Gender differences and endothelium- and platelet-derived factors in the coronary circulation

Virginia M. Miller, Debra A. Lewis, Dustan A. Barber

Research output: Contribution to journalArticlepeer-review

33 Scopus citations

Abstract

1. Experiments were designed to determine whether or not interactions of platelets with coronary arteries are affected by gender or oestrogen-status. 2. Platelets and right coronary arteries were isolated from sexually mature male, female and ovariectomized pigs. Arteries were suspended in organ chambers for the measurement of isometric force. Responses of rings, with and without endothelium, were evaluated to aggregating platelets and the platelet products 5-hydroxytryptamine (5-HT) and adenosine diphosphute (ADP). 3. Release of 5-HT, thromboxane A2 (TXA2) and prostacyclin were measured from platelets. 4. Platelets caused relaxations of rings with endothelium from all pigs. However, in rings without endothelium, consistent contractions were observed only in rings from male pigs. 5. The release of 5-HT and prostacyclin was greatest from platelets of ovariectomized pigs compared with male and female pigs. Release of TXA2 was greatest from platelets of male pigs. 6. Endothelium-dependent relaxations to ADP and contractions to 5-HT were similar among the three groups. 7. These results suggest that there may be gender-specific differences in vasomotor responses to autogenous platelets but not to the platelet-derived products 5-HT and ADP. Furthermore, there are gender differences in platelets in the release of cyclo-oxygenase metabolites of arachidonic acid and 5-HT. These products could contribute to gender differences in response to injury in the coronary circulation.

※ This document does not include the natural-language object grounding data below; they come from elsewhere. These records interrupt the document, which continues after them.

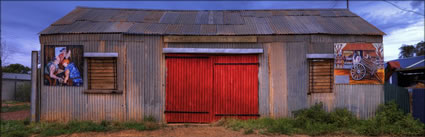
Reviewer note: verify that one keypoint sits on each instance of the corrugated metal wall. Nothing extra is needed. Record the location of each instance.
(418, 104)
(144, 95)
(362, 100)
(145, 83)
(278, 80)
(283, 77)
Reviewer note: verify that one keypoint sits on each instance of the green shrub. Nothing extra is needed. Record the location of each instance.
(19, 128)
(342, 118)
(281, 126)
(13, 128)
(389, 120)
(314, 114)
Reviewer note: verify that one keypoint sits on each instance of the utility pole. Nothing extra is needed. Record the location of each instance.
(348, 6)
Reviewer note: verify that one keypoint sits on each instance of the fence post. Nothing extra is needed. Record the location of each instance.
(34, 59)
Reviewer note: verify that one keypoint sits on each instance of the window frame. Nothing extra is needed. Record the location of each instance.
(331, 76)
(93, 56)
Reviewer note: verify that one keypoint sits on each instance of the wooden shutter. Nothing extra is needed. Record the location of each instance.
(321, 76)
(102, 73)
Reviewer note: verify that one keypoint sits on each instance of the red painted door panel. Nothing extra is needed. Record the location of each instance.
(236, 87)
(188, 89)
(204, 88)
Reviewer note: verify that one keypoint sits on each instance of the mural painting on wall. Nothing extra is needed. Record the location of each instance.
(63, 65)
(359, 63)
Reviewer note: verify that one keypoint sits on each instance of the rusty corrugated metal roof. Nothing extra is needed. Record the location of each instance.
(217, 22)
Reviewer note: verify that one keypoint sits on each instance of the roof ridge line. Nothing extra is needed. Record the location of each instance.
(316, 9)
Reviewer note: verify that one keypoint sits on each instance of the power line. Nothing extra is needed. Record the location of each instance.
(335, 2)
(403, 9)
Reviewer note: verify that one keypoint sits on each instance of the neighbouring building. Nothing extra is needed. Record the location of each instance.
(406, 72)
(198, 66)
(11, 83)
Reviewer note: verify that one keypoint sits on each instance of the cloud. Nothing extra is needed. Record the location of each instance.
(410, 35)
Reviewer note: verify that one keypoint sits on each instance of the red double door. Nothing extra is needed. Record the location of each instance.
(204, 88)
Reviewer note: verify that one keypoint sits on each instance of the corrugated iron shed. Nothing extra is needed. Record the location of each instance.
(217, 22)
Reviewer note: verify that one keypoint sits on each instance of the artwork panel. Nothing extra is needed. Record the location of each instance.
(64, 65)
(363, 63)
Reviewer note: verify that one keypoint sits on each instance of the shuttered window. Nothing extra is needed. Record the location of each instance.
(102, 73)
(321, 75)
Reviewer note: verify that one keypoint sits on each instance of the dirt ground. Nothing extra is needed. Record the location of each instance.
(17, 115)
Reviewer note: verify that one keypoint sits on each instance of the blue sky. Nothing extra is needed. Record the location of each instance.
(22, 21)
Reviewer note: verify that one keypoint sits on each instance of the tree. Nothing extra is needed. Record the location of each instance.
(406, 51)
(420, 48)
(16, 68)
(3, 52)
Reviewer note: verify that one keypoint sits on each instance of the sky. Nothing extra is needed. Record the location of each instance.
(21, 21)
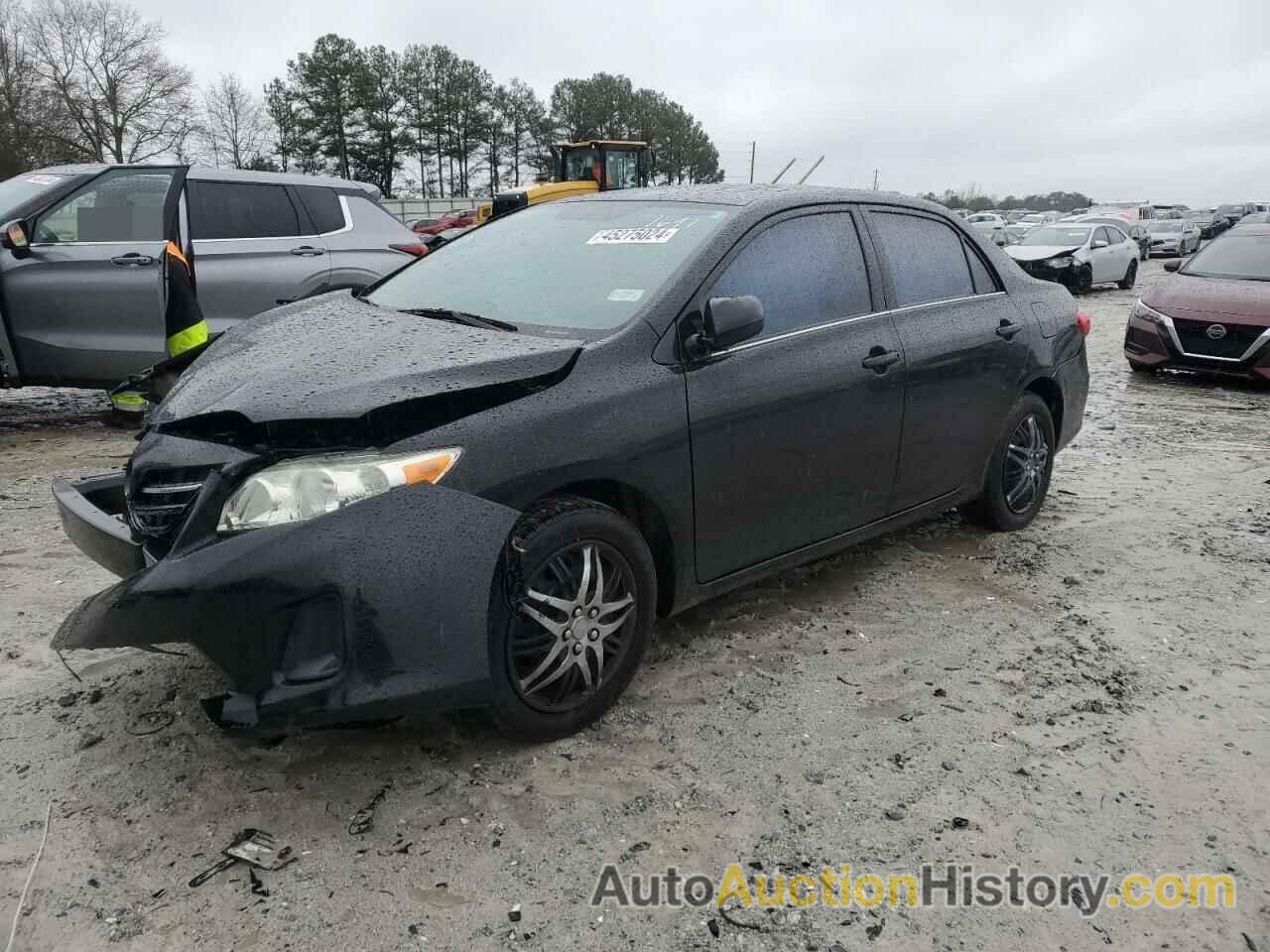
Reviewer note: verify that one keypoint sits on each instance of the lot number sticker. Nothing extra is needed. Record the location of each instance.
(633, 236)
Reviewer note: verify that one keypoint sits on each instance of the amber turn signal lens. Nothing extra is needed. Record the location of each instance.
(429, 470)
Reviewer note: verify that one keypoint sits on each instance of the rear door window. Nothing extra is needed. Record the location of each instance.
(240, 209)
(926, 258)
(806, 271)
(322, 207)
(983, 280)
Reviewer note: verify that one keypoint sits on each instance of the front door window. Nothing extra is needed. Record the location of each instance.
(118, 206)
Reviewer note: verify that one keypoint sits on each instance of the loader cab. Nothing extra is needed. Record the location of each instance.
(610, 164)
(580, 169)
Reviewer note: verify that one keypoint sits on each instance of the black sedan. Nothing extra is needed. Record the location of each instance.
(481, 481)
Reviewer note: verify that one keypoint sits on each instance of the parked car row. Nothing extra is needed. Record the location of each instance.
(80, 277)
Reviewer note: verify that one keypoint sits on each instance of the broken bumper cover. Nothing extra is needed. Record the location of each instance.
(350, 615)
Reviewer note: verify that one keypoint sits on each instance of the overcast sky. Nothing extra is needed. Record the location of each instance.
(1159, 100)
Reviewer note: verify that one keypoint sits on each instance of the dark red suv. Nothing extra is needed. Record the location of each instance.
(1213, 315)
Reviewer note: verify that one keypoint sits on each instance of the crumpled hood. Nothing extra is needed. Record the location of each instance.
(1039, 253)
(1196, 298)
(336, 357)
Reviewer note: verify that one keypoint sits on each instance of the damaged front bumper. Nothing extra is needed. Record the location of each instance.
(357, 613)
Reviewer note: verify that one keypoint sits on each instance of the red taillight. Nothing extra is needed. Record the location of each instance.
(417, 250)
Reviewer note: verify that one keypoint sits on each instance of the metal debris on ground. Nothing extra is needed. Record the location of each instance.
(149, 722)
(253, 847)
(365, 817)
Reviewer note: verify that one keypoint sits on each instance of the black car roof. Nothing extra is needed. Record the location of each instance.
(772, 197)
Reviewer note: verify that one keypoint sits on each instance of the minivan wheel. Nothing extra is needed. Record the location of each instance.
(1019, 470)
(570, 620)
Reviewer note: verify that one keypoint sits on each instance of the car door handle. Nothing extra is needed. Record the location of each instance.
(879, 359)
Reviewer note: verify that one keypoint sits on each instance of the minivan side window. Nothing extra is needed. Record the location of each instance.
(240, 209)
(322, 207)
(117, 206)
(926, 258)
(806, 271)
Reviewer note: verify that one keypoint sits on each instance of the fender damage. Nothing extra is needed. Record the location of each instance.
(354, 613)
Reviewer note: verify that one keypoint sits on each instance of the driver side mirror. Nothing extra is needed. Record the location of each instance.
(725, 322)
(14, 236)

Original languageEnglish (US)
Pages (from-to)132-136
Number of pages5
JournalClinical and Experimental Pharmacology and Physiology
Volume26
Issue number2
DOIs
StatePublished - 1999

Keywords

  • 5-hydroxytryptamine
  • Adenosine diphosphate
  • Oestrogen
  • Platelet-derived growth factor
  • Prostacyclin
  • Thromboxane

ASJC Scopus subject areas

  • Physiology
  • Pharmacology
  • Physiology (medical)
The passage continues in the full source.